Why Is My Code Not Working? Understanding and Fixing Common Errors
Every programmer, no matter how experienced, has faced the dreaded “My code isn’t working” moment. Whether you're working with Python or any other language, understanding the types of errors and how to fix them is crucial. Let’s break it down in a human-readable, practical way.
Start Here: Do You Get an Error When You Run the Code?
The first step is simple. When you run the code:
- Does it throw an error? If yes, look at the error message. It often tells you exactly what went wrong and where.
- If no error appears, but the code isn’t producing the expected result, the issue may be logical, such as incorrect loops or conditions.
If You See an Error… What Type Is It?
Let’s walk through the most common error types and what they mean.
1. NameError
This occurs when you:
- Misspell a variable, function, or method name.
- Forget to import a module you’re trying to use.
- Try to print a variable that hasn’t been defined.
- Use a variable outside its intended scope.
📝 Tip: Double-check your spelling and ensure the variable or function is properly defined. Remember Python is case-sensitive!
2. IOError (or OSError)
This happens when:
- You try to open a file that doesn’t exist.
- You use a wrong file path or permissions.
📝 Tip: Always check if the file path is correct and the file exists. Use absolute paths for clarity.
3. KeyError
This means:
- You’re trying to access a key in a dictionary that doesn’t exist.
📝 Tip: You can use .get(key)
with a default value to prevent KeyErrors. Alternatively, check if the key exists with if key in dict:
before accessing it.
4. AttributeError
This occurs when:
- You’re calling a method on the wrong type of object.
- You’re accessing an attribute that doesn’t exist for that object.
📝 Tip: Verify the object’s type and available methods using dir(object)
. This can help avoid using incorrect methods or properties.
5. SyntaxError
This happens when:
- You forget a colon, miss a parenthesis or quotation mark, or have mismatched brackets.
- Your code’s formatting doesn’t match Python’s syntax rules.
📝 Tip: Pay close attention to indentation, colons, and the proper use of quotes and brackets.
6. TypeError
This occurs when:
- You try to use an operation on mismatched types (e.g., adding a number to a string).
- You call a function with the wrong number of arguments.
- You try to iterate over an object that isn’t iterable.
📝 Tip: Use type(variable)
to check what you’re working with. Make sure operations are compatible with the data types.
7. IndentationError
This one’s unique to Python:
- You mix tabs and spaces in indentation.

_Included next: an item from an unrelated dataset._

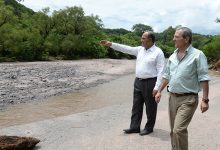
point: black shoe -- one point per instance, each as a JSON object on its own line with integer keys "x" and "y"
{"x": 129, "y": 131}
{"x": 145, "y": 132}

- Your code’s indentation doesn’t align properly.
📝 Tip: Set your editor to use spaces or tabs consistently, and make sure each block (loops, functions, if-statements) is properly indented.
If There’s No Error, But It Still Doesn’t Work…
Maybe your code runs, but it produces unexpected results. The issue might be logical.
Check Your Loops and Conditions
- Are you iterating over the right data? For example, looping over a dictionary’s keys vs. its items.
- Are your conditions correct? Maybe you’re using
==
when you should use>=
or!=
. - Is your loop exiting when it should? Infinite loops or premature exits can happen if the loop conditions aren’t right.
- Are you manipulating data as intended? Sometimes, a function is modifying a list or dictionary in place, when you thought it was returning a new copy.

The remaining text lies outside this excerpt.